The cluster was failing. Pods couldn’t talk to each other the way they should. Someone had pushed a change without a firewall plan, and the network was wide open. This is where Kubernetes Network Policies save you. For microservices architecture (MSA), they are not optional—they are the difference between order and chaos.
What Kubernetes Network Policies Do
Kubernetes Network Policies define how pods communicate: who they can talk to, and who they can’t. They work at the IP and port level. By default, Kubernetes allows all traffic between pods, namespaces, and external endpoints. In a microservices architecture, that default is a security hole. Network Policies let you lock it down.
Why They Matter for MSA
MSA means many small services, often across multiple namespaces. Without strict rules, a compromised service can scan or attack others. Network Policies give you control over pod-to-pod, pod-to-service, and external traffic flows.
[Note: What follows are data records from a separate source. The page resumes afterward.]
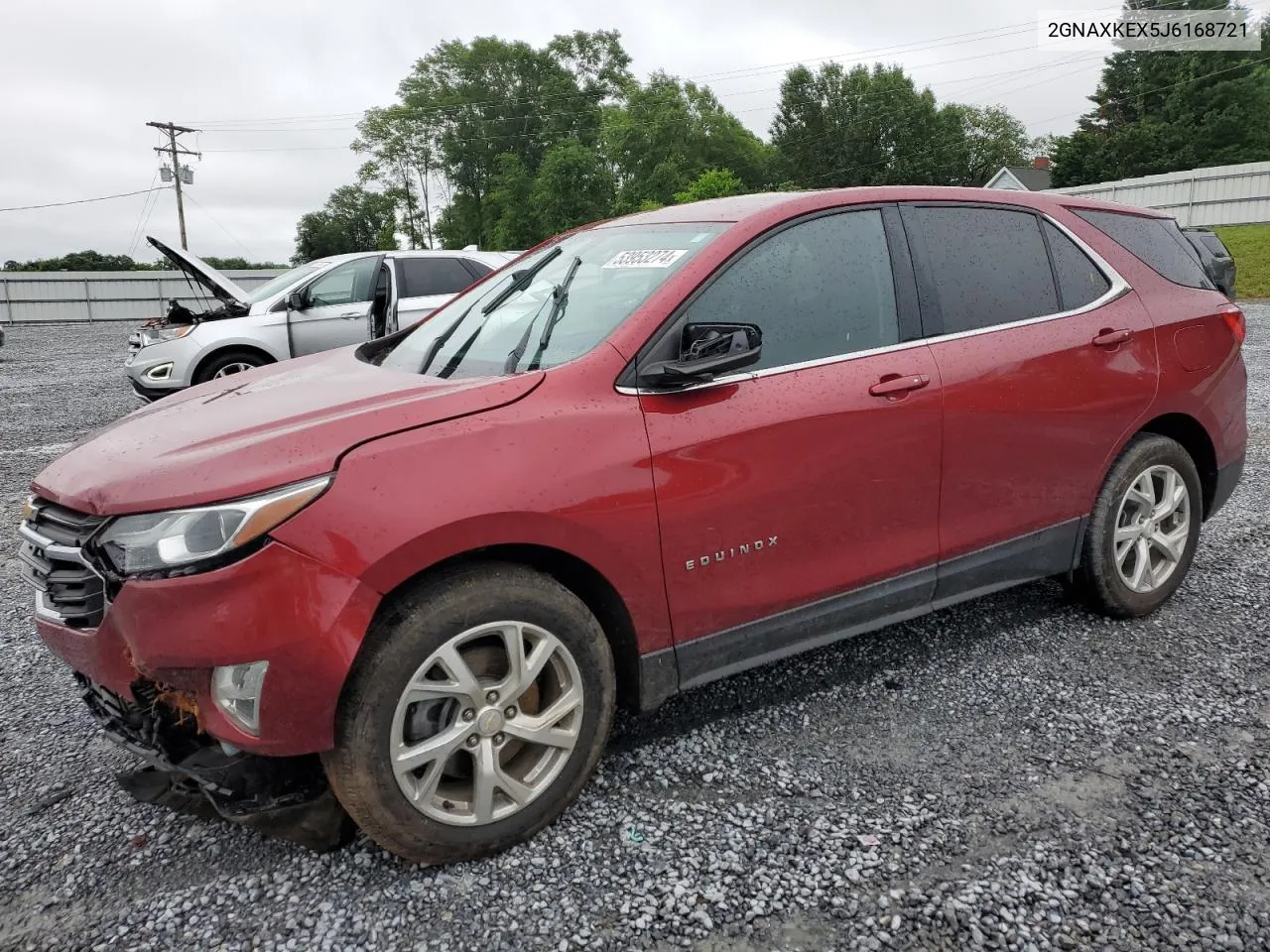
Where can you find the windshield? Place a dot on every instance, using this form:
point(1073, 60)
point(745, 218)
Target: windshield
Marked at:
point(275, 285)
point(588, 285)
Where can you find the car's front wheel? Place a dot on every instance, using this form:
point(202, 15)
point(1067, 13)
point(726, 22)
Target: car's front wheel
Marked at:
point(475, 715)
point(1143, 530)
point(227, 363)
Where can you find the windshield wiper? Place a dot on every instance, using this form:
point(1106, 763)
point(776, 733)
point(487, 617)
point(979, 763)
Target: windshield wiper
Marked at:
point(440, 341)
point(562, 301)
point(559, 298)
point(521, 280)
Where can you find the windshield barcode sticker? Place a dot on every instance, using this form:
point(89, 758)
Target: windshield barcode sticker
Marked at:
point(657, 258)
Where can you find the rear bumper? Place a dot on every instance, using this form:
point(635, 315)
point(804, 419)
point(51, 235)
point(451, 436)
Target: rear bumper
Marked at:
point(1227, 479)
point(276, 606)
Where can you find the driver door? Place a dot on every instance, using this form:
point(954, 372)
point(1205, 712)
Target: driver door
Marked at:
point(336, 307)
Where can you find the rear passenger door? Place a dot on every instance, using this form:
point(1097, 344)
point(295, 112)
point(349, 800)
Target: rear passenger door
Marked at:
point(803, 480)
point(1047, 359)
point(429, 282)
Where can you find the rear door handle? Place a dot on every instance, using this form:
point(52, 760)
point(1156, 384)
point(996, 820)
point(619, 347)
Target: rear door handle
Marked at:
point(896, 385)
point(1110, 338)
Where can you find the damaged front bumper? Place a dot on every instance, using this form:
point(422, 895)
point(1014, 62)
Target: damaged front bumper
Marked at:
point(187, 771)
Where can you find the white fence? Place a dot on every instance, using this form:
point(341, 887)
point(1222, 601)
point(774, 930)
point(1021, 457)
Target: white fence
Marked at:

They isolate workloads, enforce zero-trust, and cut lateral movement in an attack.
Core Elements of a Network Policy
- Pod Selector: Labels target pods for the policy.
- Ingress Rules: Define allowed incoming traffic.
- Egress Rules: Define allowed outgoing traffic.
- Namespace Selector: Restrict connections to specific namespaces.
Combine these selectors and rules to shape exactly how your MSA components communicate.